The Sirens

Dangerous muses of the sea, the Sirens sing out their song to fishermen and sailors on the ocean. Their sweet enticing songs lure men to their deaths by making them cast themselves into the sea.

'The Fisherman and the Siren'
by Frederic Lord Leighton (right)

from Life and Death of Jason
by William Morris

Oh, happy seafarers are ye
And surely all your ills are past,
And toil upon the land and sea,
Since ye are brought to us at last;
But now, but now, when ye have lain
Asleep with us a little while
Beneath the washing of the main,
How calm shall be your waking smile!

'The Siren'
by John William Waterhouse (left)

'Ulysses and the Sirens'
by John William Waterhouse

In order to avoid being wooed by the Sirens on their voyage, Ulysses ordered his crew to stuff their ears with wax.

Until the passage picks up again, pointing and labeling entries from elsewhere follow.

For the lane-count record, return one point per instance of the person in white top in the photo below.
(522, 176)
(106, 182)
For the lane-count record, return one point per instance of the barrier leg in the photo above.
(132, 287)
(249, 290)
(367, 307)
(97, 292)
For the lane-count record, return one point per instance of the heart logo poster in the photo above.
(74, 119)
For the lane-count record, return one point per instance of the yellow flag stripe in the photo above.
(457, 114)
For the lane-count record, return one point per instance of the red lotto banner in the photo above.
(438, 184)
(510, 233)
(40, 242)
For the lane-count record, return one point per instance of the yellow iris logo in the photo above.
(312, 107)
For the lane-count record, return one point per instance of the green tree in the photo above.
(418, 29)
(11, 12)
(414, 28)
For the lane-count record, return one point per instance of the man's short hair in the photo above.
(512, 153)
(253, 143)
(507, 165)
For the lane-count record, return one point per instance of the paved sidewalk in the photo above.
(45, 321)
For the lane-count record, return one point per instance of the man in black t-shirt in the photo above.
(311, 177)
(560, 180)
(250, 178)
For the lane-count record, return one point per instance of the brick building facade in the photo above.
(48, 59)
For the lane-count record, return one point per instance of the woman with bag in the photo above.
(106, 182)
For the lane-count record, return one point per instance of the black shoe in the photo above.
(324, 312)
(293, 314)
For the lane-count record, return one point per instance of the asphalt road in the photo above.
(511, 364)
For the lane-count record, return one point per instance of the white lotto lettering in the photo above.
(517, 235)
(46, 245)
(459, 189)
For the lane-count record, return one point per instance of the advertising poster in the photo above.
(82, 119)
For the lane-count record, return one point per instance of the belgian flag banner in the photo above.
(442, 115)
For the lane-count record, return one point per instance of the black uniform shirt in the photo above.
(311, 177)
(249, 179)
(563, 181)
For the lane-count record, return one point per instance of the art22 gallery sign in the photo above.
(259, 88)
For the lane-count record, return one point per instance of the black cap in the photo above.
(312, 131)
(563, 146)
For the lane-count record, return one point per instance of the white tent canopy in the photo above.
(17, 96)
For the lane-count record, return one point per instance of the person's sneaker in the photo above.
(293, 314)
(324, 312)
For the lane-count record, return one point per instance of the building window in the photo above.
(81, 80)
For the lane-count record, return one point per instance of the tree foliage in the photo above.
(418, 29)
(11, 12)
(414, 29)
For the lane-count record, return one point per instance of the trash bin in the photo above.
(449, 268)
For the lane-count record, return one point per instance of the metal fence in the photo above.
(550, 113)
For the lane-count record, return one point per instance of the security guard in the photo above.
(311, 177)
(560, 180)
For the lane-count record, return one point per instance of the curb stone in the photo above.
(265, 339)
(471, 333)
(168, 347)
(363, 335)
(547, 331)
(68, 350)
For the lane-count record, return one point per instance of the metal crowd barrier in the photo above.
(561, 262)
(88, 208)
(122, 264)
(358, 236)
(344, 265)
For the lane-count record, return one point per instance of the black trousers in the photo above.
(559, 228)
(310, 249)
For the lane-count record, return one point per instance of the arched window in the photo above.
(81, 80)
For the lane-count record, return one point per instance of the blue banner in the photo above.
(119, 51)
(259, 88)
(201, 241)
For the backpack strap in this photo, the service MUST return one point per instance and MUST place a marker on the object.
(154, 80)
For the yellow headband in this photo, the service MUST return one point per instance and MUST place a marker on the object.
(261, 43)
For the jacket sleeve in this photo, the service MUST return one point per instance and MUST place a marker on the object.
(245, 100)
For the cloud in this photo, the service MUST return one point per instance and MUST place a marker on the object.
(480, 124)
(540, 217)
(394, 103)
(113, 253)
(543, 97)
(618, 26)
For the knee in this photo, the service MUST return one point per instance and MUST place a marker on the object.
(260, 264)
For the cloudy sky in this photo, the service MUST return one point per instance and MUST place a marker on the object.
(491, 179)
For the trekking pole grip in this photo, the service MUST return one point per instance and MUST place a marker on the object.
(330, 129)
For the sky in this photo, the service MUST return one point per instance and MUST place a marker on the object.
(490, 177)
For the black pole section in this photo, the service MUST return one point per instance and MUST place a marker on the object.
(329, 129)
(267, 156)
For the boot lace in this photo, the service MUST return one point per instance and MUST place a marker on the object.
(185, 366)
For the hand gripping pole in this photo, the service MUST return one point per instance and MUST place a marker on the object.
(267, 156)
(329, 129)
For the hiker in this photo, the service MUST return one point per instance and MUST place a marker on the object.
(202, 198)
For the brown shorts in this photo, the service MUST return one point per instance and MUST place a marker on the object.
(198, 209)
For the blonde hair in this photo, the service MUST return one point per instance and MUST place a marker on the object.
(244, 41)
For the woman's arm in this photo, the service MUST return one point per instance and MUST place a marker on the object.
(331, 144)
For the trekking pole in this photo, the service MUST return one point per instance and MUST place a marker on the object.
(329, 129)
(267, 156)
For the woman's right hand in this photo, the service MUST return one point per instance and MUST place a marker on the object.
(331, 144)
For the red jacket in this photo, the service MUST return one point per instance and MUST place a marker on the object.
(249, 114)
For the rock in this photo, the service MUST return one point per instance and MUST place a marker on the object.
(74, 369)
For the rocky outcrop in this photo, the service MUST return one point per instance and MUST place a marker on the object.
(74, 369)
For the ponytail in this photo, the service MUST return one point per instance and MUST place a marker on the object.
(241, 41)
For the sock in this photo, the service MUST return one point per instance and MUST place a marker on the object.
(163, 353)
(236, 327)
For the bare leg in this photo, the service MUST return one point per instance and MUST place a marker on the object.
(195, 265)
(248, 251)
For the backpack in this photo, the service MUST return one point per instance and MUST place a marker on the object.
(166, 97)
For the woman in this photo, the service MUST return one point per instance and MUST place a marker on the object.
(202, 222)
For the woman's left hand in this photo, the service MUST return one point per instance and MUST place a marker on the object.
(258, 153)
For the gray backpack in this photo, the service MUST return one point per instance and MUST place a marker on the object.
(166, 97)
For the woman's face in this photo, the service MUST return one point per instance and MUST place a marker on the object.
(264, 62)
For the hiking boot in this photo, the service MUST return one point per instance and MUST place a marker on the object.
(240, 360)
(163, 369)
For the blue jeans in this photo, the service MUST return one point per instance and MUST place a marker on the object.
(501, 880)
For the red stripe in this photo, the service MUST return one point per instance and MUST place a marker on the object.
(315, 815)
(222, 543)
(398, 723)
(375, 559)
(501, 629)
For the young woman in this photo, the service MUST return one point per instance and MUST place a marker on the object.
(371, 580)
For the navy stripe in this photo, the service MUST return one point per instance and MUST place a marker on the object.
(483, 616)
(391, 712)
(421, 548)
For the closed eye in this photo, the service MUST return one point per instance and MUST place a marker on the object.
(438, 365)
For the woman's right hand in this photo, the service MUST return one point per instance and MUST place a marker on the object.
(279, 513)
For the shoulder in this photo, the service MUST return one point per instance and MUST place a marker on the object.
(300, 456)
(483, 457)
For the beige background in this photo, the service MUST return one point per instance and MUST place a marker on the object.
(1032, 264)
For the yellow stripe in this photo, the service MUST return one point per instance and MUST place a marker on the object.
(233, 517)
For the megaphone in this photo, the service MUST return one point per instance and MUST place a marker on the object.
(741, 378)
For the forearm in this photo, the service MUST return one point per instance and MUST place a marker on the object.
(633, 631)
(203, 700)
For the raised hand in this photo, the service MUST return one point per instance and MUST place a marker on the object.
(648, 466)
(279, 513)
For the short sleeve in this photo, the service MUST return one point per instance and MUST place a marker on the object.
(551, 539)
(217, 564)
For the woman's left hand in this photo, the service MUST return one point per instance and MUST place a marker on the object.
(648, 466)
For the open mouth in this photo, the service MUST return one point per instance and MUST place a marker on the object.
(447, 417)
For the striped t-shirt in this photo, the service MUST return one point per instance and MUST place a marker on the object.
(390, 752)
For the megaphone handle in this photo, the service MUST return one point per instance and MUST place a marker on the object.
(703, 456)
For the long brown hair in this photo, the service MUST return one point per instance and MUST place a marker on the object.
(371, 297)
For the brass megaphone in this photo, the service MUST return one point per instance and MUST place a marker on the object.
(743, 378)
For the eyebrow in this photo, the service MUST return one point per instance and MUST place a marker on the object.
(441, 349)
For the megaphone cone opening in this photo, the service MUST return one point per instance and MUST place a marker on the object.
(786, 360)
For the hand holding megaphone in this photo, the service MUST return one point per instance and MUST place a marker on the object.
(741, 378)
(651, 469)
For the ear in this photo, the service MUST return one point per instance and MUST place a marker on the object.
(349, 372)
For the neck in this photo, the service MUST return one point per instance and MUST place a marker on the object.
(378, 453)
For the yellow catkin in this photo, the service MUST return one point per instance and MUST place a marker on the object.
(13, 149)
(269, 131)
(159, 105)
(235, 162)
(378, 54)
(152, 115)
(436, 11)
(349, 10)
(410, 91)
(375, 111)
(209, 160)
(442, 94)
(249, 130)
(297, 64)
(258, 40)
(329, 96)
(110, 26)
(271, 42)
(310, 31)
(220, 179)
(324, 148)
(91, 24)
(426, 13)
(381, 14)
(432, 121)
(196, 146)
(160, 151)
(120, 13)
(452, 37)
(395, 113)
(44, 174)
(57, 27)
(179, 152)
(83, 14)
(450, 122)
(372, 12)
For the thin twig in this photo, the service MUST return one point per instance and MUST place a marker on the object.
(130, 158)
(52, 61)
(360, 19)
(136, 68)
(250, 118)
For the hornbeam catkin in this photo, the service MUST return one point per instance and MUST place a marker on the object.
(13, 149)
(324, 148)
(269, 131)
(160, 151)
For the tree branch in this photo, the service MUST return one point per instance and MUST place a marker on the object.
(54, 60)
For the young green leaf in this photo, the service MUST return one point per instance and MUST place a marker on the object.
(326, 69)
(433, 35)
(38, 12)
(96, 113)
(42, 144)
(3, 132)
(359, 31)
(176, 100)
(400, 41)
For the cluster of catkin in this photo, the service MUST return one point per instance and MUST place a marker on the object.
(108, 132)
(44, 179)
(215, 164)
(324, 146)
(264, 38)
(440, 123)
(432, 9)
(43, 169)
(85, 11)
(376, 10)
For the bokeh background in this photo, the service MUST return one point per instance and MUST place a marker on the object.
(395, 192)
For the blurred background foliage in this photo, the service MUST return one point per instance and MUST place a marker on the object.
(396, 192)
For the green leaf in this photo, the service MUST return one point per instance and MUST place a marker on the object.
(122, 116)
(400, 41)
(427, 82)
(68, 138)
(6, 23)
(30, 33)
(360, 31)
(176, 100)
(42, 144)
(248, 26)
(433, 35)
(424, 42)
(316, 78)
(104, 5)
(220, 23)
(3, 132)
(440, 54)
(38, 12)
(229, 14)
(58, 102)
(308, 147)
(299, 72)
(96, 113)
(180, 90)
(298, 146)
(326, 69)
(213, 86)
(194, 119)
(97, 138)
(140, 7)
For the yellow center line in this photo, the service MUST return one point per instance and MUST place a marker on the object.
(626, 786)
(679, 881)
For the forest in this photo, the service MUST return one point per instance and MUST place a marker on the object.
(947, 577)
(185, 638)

The crew then bound Ulysses to the mast of the ship and were instructed to not untie him under any circumstances. As they approached the Sirens' island, the sweet songs came over the breeze and entreated Ulysses. Although he begged to be freed, the crew followed the previous orders. When the ship was well past the island and the songs had faded, Ulysses told his crew that it was then safe to unplug their ears. Thus, the journey past the Sirens was a complete success.